The Historical Medical Library, Yale School of Medicine

Yale University offers a Program in the History of Science and Medicine leading to the M.A., M.Phil., Ph.D., M.D./Ph.D., and J.D./Ph.D. degrees.

The History of Science and Medicine Program is a semi-autonomous graduate track within the Department of History.The Program's students are awarded degrees in History, with a concentration in the History of Science and Medicine. Graduate students in the Program are fully fledged members of the Department. As with the rest of the Department, Program instruction is offered in small classes by the seminar method or some appropriate modification of this approach. Faculty advisers for individual guidance and direction are available throughout the entire period of enrollment. The Program provides many opportunities for professional development in teaching and research. The Program will continue to have an admissions process separate from the rest of the Department of History, and, reflecting the distinctive needs of students in this field, its requirements for graduate degrees will remain somewhat different from the requirements for other History graduate students.

Candidates with top qualifications for graduate study in the History of Science and Medicine come from diverse educational backgrounds, sometimes characterized by study and experience in technical and/or clinical subjects that are not ordinarily part of preparation for graduate study in History.The Program will weigh such qualifications in evaluating applicants.

The Program offers opportunities for students to pursue degrees in concentrations that span the full range of the history of science and history of medicine, from antiquity to modern times. The broad interests of its faculty provide special opportunities to cross the boundaries between these two fields, with emphasis on the biomedical sciences and their connections both with medical practices and the physical sciences.

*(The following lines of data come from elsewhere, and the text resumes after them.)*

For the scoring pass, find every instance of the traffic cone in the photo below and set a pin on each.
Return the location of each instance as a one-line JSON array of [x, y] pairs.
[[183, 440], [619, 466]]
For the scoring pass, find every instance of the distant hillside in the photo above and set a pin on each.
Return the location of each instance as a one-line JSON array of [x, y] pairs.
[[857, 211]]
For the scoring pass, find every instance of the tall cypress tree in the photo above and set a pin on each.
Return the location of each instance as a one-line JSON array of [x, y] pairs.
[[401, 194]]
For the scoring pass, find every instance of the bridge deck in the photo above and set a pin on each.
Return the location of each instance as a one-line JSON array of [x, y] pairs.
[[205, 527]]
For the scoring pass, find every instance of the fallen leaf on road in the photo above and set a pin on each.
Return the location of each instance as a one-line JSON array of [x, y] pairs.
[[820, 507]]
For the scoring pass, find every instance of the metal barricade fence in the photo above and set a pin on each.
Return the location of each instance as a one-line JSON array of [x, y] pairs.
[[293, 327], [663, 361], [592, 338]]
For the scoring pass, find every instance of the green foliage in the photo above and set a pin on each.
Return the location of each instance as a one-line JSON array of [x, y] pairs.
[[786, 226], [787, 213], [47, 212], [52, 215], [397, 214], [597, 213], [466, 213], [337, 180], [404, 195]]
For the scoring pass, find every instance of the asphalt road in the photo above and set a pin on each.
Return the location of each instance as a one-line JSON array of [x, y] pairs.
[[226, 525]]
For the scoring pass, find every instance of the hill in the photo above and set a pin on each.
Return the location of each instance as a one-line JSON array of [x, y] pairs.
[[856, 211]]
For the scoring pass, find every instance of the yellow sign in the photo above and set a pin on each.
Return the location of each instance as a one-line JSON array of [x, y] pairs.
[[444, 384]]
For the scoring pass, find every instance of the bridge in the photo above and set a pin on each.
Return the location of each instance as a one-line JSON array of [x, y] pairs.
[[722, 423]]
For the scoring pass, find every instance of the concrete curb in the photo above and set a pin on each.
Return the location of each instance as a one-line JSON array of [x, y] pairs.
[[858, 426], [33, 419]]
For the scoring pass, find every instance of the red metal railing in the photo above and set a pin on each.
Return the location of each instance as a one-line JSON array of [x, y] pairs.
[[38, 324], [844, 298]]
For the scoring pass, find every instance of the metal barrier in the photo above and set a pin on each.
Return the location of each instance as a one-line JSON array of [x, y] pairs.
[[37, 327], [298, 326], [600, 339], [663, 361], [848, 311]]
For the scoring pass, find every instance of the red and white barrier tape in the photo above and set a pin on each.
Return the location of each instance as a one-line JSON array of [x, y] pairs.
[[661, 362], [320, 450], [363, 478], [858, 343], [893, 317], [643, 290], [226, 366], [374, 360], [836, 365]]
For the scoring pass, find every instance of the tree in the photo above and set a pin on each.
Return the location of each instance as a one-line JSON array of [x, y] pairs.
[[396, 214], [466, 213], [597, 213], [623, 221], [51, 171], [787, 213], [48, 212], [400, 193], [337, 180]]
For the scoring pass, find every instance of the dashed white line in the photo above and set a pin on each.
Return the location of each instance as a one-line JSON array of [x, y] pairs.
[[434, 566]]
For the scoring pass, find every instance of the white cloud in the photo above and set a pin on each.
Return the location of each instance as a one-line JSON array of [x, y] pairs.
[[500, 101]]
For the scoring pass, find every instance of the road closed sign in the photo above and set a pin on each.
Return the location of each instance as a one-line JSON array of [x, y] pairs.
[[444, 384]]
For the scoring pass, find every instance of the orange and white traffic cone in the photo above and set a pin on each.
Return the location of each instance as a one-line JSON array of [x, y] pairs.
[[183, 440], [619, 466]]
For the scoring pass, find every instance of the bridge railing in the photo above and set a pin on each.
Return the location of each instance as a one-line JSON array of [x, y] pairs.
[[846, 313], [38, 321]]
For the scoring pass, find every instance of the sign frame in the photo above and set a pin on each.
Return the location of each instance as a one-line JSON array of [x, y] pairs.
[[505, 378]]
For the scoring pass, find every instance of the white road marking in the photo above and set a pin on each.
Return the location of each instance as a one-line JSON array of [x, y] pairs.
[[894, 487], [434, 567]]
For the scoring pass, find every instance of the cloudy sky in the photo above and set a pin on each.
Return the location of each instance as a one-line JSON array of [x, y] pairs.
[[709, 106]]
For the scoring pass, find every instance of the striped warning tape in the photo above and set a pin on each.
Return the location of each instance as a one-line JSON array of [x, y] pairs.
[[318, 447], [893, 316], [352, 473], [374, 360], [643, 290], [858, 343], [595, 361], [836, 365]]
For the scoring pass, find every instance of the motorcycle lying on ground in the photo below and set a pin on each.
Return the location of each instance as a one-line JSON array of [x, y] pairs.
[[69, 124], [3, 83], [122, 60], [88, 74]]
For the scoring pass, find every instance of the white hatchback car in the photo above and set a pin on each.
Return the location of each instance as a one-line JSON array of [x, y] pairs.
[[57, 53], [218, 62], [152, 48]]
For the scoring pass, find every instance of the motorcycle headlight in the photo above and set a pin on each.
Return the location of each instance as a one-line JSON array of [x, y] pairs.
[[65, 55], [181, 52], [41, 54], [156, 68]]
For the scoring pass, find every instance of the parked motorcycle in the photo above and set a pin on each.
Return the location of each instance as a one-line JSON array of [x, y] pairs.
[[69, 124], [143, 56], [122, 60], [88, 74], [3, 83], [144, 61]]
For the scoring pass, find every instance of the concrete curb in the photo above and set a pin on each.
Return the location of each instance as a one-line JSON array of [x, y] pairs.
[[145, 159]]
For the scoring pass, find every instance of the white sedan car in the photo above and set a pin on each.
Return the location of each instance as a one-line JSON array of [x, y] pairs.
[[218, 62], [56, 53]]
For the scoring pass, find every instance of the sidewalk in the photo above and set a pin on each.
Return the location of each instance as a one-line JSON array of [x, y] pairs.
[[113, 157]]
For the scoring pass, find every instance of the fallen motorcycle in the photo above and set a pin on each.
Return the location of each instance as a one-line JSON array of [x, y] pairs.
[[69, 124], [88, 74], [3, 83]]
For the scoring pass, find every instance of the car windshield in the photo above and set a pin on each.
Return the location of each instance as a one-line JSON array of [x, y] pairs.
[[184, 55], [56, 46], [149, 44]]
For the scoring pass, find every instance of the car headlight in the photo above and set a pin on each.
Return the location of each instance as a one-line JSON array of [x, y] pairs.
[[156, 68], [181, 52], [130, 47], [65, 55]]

The Yale Program aims to sustain an integrative, eclectic response to methodological issues that have been intensely debated in recent years. It equips students with a critical appreciation of the diverse approaches now practiced in the history of science and medicine. It offers training in the close reading of texts, instruments, artifacts, and analysis of ideas and practices, and instruction in social, cultural, political and economic modes of interpretation. The Program fosters consideration of the interplay between science and technology as well as between biomedical knowledge and the clinic. It urges students to enrich their professional preparation by drawing on other disciplines including cultural studies, philosophy, and the contemporary natural and social sciences. In all, historiographic pluralism is a hallmark of the Yale Program.

Special advantages offered by the program include library resources that are among the best in North America. The historical medical library contains renowned collections and rare works in the history of medicine and related sciences. The university library system as a whole has exceptional depth in original sources for the history of all the major sciences.